Some observers have credited Morrice’s victory to the lack of a Liberal candidate in the race, but Morrice also points to help he had from Schreiner, who was one of Morrice’s first calls when he decided to run. Schreiner’s presence was instrumental on doorsteps in the riding, Morrice said as he recalled people often remarking that Schreiner’s provincial win in Guelph shifted their perception of the party as a realistic ballot option.
“Having Mike here with us in Kitchener, I think, really helped us demonstrate not only that it's possible to elect a Green, but what you get when elect a Green. You get someone who is less partisan, who's more focused on democracy and on our community's priorities,” Morrice said.
In an interview earlier this spring, Morrice said he planned to return the favour and help where he could with Schreiner’s re-election bid in Guelph, with the leader expected to spend more time boosting other candidates in their campaigns this time around.

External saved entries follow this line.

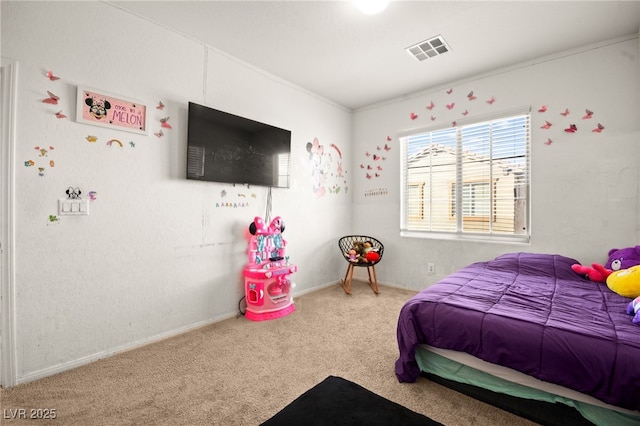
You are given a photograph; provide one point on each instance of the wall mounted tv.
(227, 148)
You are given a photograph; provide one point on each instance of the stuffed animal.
(618, 259)
(634, 308)
(625, 282)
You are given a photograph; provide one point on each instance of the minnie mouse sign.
(101, 109)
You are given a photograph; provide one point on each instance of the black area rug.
(336, 401)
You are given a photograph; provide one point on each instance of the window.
(471, 180)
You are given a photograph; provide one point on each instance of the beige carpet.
(239, 372)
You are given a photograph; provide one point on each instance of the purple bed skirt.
(532, 313)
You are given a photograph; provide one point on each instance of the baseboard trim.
(70, 365)
(66, 366)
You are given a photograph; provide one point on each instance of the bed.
(525, 324)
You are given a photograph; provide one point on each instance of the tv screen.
(226, 148)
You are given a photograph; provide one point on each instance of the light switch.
(71, 207)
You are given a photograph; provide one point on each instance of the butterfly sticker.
(52, 77)
(165, 123)
(334, 146)
(52, 99)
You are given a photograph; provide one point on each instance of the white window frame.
(522, 192)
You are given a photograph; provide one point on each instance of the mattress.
(531, 313)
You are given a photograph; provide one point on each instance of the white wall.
(584, 186)
(157, 254)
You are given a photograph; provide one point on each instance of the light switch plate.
(73, 207)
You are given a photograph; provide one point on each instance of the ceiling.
(332, 49)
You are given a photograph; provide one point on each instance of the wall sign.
(99, 108)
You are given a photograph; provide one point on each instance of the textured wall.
(157, 254)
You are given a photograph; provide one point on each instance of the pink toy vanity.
(266, 276)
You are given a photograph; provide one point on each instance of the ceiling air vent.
(429, 48)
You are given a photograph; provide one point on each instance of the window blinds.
(472, 179)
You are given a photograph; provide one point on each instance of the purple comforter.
(532, 313)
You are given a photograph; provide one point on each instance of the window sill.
(502, 239)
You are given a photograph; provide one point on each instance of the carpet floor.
(240, 372)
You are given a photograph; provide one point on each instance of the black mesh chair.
(368, 253)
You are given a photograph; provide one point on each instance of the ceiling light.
(371, 7)
(429, 48)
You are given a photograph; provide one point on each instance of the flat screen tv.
(226, 148)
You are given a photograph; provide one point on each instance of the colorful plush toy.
(634, 308)
(618, 259)
(625, 282)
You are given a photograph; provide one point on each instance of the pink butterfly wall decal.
(52, 99)
(165, 123)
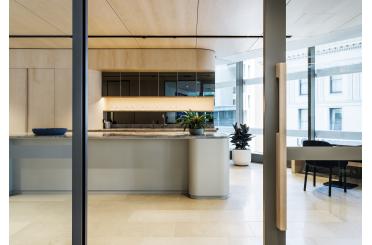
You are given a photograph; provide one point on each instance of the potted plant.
(241, 155)
(194, 122)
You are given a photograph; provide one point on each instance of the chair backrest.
(322, 163)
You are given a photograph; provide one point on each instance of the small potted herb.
(241, 155)
(194, 122)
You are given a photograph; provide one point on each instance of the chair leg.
(314, 176)
(345, 182)
(330, 182)
(306, 172)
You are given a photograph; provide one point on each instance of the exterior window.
(302, 119)
(335, 84)
(335, 119)
(303, 87)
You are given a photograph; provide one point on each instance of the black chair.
(330, 165)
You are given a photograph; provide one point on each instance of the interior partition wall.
(273, 53)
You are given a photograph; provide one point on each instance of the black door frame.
(79, 121)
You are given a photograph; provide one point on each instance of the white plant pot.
(241, 157)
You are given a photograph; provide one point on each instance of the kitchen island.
(139, 162)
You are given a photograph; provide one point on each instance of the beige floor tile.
(119, 218)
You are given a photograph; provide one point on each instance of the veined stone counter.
(125, 161)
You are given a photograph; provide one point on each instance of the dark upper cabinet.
(111, 84)
(148, 117)
(158, 84)
(187, 84)
(130, 84)
(149, 84)
(167, 84)
(207, 80)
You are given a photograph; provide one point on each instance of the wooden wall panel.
(63, 98)
(95, 102)
(40, 98)
(118, 59)
(17, 101)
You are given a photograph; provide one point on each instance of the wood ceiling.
(174, 17)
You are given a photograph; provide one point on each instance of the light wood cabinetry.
(63, 98)
(40, 98)
(17, 101)
(95, 102)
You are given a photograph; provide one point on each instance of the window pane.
(297, 96)
(225, 108)
(338, 92)
(253, 101)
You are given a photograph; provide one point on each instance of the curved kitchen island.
(138, 162)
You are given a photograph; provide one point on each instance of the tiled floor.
(115, 218)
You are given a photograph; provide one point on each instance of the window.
(302, 119)
(335, 84)
(335, 119)
(303, 87)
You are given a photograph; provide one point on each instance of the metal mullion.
(239, 92)
(79, 120)
(311, 93)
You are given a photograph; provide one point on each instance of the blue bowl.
(49, 131)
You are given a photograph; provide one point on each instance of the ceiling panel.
(112, 43)
(310, 18)
(23, 22)
(238, 17)
(40, 43)
(154, 17)
(102, 19)
(224, 47)
(167, 43)
(56, 12)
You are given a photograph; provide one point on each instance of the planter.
(196, 131)
(241, 157)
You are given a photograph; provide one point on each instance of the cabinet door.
(207, 83)
(40, 98)
(187, 84)
(111, 84)
(131, 79)
(149, 82)
(17, 101)
(168, 84)
(63, 98)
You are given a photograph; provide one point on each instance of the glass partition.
(40, 112)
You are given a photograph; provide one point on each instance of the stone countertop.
(127, 135)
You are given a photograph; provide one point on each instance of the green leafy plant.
(193, 120)
(241, 137)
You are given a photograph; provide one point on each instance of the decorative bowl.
(49, 131)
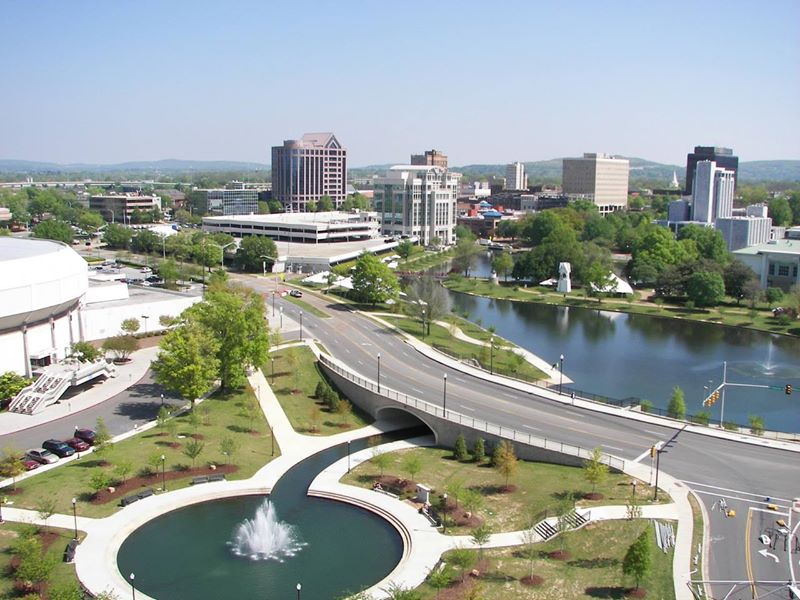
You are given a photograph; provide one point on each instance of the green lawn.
(728, 313)
(294, 385)
(502, 360)
(540, 487)
(231, 415)
(593, 569)
(64, 573)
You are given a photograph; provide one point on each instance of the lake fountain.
(264, 537)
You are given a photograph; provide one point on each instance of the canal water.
(625, 355)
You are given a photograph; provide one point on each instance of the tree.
(503, 263)
(505, 460)
(705, 288)
(254, 251)
(677, 404)
(130, 326)
(117, 237)
(638, 558)
(53, 229)
(187, 363)
(373, 281)
(595, 471)
(12, 384)
(121, 346)
(479, 450)
(460, 450)
(192, 449)
(412, 465)
(380, 460)
(234, 317)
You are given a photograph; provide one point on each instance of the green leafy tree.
(373, 281)
(12, 384)
(460, 449)
(595, 471)
(705, 288)
(677, 404)
(639, 557)
(503, 263)
(234, 317)
(252, 251)
(188, 362)
(53, 229)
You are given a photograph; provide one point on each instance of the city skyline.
(199, 82)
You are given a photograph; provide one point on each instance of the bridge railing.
(435, 410)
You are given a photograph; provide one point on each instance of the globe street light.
(75, 517)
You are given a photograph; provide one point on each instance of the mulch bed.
(135, 484)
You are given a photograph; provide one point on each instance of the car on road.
(58, 448)
(41, 456)
(77, 444)
(87, 435)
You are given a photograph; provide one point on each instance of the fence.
(465, 420)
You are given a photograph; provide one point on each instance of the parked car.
(87, 435)
(58, 448)
(41, 456)
(77, 444)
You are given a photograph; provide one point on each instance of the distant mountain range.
(543, 170)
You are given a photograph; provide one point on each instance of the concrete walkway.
(127, 375)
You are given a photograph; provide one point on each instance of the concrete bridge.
(446, 425)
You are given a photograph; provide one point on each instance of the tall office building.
(722, 156)
(431, 158)
(515, 177)
(418, 200)
(308, 169)
(712, 194)
(601, 178)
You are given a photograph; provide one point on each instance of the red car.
(77, 444)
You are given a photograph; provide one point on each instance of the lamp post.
(444, 397)
(75, 517)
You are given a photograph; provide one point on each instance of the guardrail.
(508, 433)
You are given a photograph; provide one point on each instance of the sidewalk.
(127, 375)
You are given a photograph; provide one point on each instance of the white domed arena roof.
(38, 278)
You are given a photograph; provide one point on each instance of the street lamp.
(444, 397)
(75, 517)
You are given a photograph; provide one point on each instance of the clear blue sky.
(485, 82)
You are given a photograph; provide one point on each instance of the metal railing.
(507, 433)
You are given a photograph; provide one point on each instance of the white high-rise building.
(712, 192)
(419, 201)
(515, 177)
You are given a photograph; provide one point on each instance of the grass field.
(728, 313)
(294, 385)
(540, 487)
(593, 569)
(233, 415)
(501, 360)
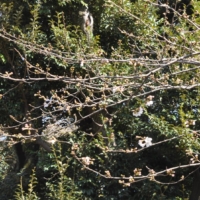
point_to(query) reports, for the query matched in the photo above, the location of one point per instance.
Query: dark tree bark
(195, 195)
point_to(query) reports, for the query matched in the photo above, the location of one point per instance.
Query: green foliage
(119, 115)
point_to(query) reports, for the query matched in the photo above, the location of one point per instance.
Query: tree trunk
(195, 195)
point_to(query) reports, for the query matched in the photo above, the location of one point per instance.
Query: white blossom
(145, 142)
(149, 103)
(137, 112)
(149, 100)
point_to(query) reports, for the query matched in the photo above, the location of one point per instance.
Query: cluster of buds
(87, 160)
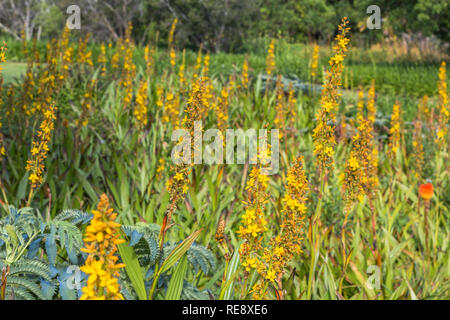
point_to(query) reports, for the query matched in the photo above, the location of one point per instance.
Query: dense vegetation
(88, 179)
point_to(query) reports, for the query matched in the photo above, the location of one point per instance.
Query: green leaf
(133, 269)
(177, 280)
(226, 291)
(178, 252)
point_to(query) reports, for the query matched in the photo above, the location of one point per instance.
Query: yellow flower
(101, 240)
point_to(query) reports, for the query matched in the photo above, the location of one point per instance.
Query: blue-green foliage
(44, 256)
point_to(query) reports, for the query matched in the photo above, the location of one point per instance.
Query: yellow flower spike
(101, 266)
(323, 135)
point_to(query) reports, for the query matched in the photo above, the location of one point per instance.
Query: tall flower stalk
(323, 134)
(40, 147)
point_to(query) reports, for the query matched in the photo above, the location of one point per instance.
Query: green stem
(314, 240)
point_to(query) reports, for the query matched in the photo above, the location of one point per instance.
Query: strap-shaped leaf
(178, 252)
(133, 269)
(177, 280)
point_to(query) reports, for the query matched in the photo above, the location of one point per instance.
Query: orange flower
(426, 191)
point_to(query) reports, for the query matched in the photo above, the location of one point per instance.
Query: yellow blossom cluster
(198, 63)
(253, 223)
(244, 77)
(140, 110)
(101, 240)
(371, 108)
(221, 108)
(172, 109)
(102, 59)
(170, 40)
(444, 112)
(323, 135)
(149, 54)
(270, 60)
(315, 61)
(357, 177)
(288, 243)
(181, 73)
(84, 56)
(418, 154)
(2, 59)
(178, 184)
(128, 68)
(40, 148)
(280, 116)
(395, 130)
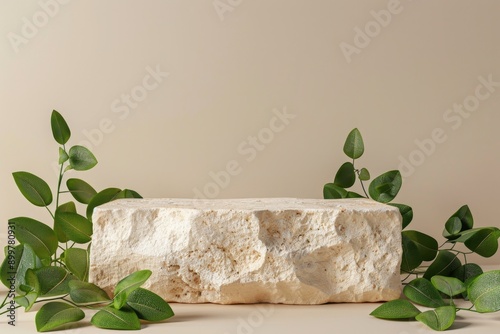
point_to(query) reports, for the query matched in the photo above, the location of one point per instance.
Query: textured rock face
(279, 250)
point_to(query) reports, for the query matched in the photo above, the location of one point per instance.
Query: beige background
(228, 68)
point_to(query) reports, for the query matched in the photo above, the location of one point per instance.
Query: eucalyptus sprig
(439, 277)
(47, 267)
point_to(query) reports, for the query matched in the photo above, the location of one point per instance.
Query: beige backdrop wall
(167, 93)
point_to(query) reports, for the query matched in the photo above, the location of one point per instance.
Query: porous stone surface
(276, 250)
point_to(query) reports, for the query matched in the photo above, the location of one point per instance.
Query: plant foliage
(49, 268)
(441, 273)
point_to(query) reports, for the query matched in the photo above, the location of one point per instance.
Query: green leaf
(81, 190)
(411, 255)
(33, 188)
(385, 187)
(80, 158)
(56, 314)
(484, 292)
(450, 286)
(127, 193)
(111, 318)
(39, 236)
(53, 281)
(149, 306)
(10, 264)
(452, 226)
(74, 226)
(352, 194)
(129, 284)
(406, 212)
(354, 146)
(63, 156)
(345, 176)
(332, 191)
(77, 261)
(427, 245)
(102, 197)
(439, 319)
(87, 293)
(422, 292)
(28, 300)
(60, 129)
(484, 242)
(364, 174)
(460, 221)
(444, 264)
(396, 309)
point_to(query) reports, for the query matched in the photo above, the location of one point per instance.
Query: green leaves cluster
(441, 276)
(134, 304)
(46, 263)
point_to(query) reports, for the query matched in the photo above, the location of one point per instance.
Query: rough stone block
(276, 250)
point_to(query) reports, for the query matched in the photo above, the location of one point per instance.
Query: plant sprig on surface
(49, 268)
(439, 275)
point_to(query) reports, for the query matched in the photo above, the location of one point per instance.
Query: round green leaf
(111, 318)
(385, 187)
(127, 193)
(345, 176)
(80, 158)
(60, 129)
(53, 315)
(396, 309)
(484, 242)
(406, 213)
(332, 191)
(102, 197)
(33, 188)
(354, 146)
(444, 264)
(127, 285)
(439, 319)
(352, 194)
(39, 236)
(74, 226)
(81, 190)
(77, 261)
(422, 292)
(460, 221)
(427, 245)
(484, 292)
(149, 306)
(364, 174)
(53, 281)
(411, 255)
(87, 293)
(450, 286)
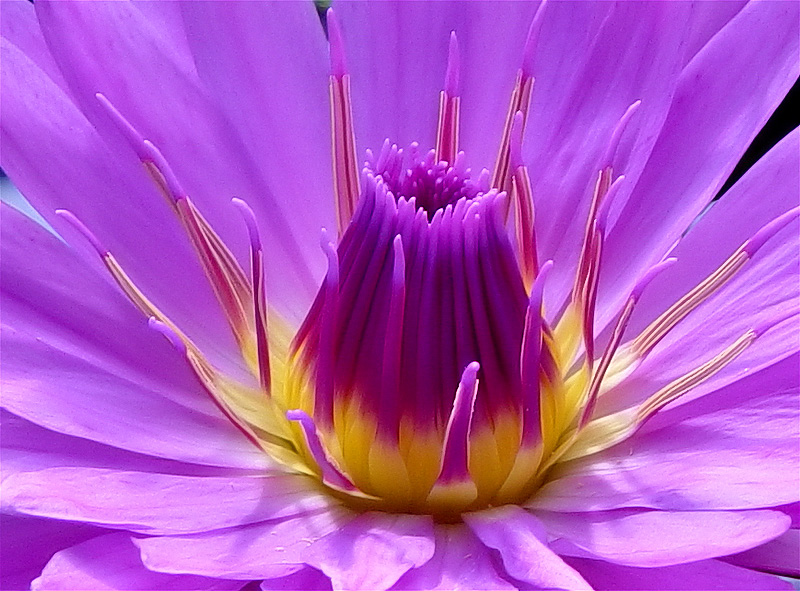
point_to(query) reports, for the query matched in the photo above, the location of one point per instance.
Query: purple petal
(258, 551)
(112, 562)
(781, 556)
(374, 550)
(460, 563)
(27, 447)
(153, 84)
(706, 574)
(706, 132)
(521, 541)
(663, 538)
(397, 53)
(279, 107)
(146, 502)
(29, 543)
(95, 370)
(578, 101)
(763, 291)
(734, 449)
(302, 580)
(57, 160)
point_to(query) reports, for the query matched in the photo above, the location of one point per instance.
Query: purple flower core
(426, 377)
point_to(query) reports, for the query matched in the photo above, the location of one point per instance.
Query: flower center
(425, 377)
(427, 284)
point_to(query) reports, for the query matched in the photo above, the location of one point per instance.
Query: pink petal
(766, 289)
(146, 502)
(705, 575)
(460, 563)
(57, 159)
(95, 370)
(29, 543)
(663, 538)
(521, 541)
(144, 73)
(266, 65)
(705, 134)
(374, 550)
(397, 54)
(577, 102)
(302, 580)
(112, 562)
(27, 447)
(258, 551)
(781, 556)
(734, 449)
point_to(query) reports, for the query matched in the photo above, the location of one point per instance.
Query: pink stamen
(449, 107)
(389, 409)
(161, 328)
(532, 41)
(452, 74)
(260, 310)
(659, 328)
(607, 159)
(331, 475)
(343, 141)
(769, 230)
(524, 222)
(86, 232)
(152, 158)
(326, 357)
(338, 62)
(455, 456)
(531, 362)
(616, 337)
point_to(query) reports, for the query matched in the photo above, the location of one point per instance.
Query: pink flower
(530, 377)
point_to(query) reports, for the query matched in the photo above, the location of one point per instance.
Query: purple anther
(338, 63)
(531, 358)
(452, 75)
(330, 473)
(649, 275)
(154, 155)
(616, 135)
(515, 145)
(769, 230)
(532, 40)
(81, 227)
(133, 137)
(160, 327)
(455, 456)
(605, 204)
(250, 220)
(769, 323)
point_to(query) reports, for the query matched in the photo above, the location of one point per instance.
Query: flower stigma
(429, 375)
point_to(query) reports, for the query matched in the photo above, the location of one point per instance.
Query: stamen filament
(331, 475)
(524, 219)
(449, 108)
(343, 142)
(260, 311)
(658, 329)
(616, 338)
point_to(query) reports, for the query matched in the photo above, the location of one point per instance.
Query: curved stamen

The party is targeting a few ridings in particular – University-Rosedale, where former environmental commissioner Dianne Saxe is running, and Parry Sound-Muskoka, where Schreiner said he’s seeing levels of volunteer support and community response that echo his successful 2018 campaign,for candidate Matt Richter.
Despite being the party’s only incumbent, Schreiner said he’s “not taking anything for granted” in his home riding of Guelph, where he’s still attending local debates, knocking on doors and listening to constituents' concerns.
The momentum of his post-debate campaign hit a snag when he tested positive for COVID-19 days later, but Schreiner said he was still determined to keep supporting candidates across the province remotely.
And while Schreiner is “laser-focused” on electing more Greens, gaining power was never the ultimate goal, he said in Huntsville.
“We'd like to put people before politics,” he said.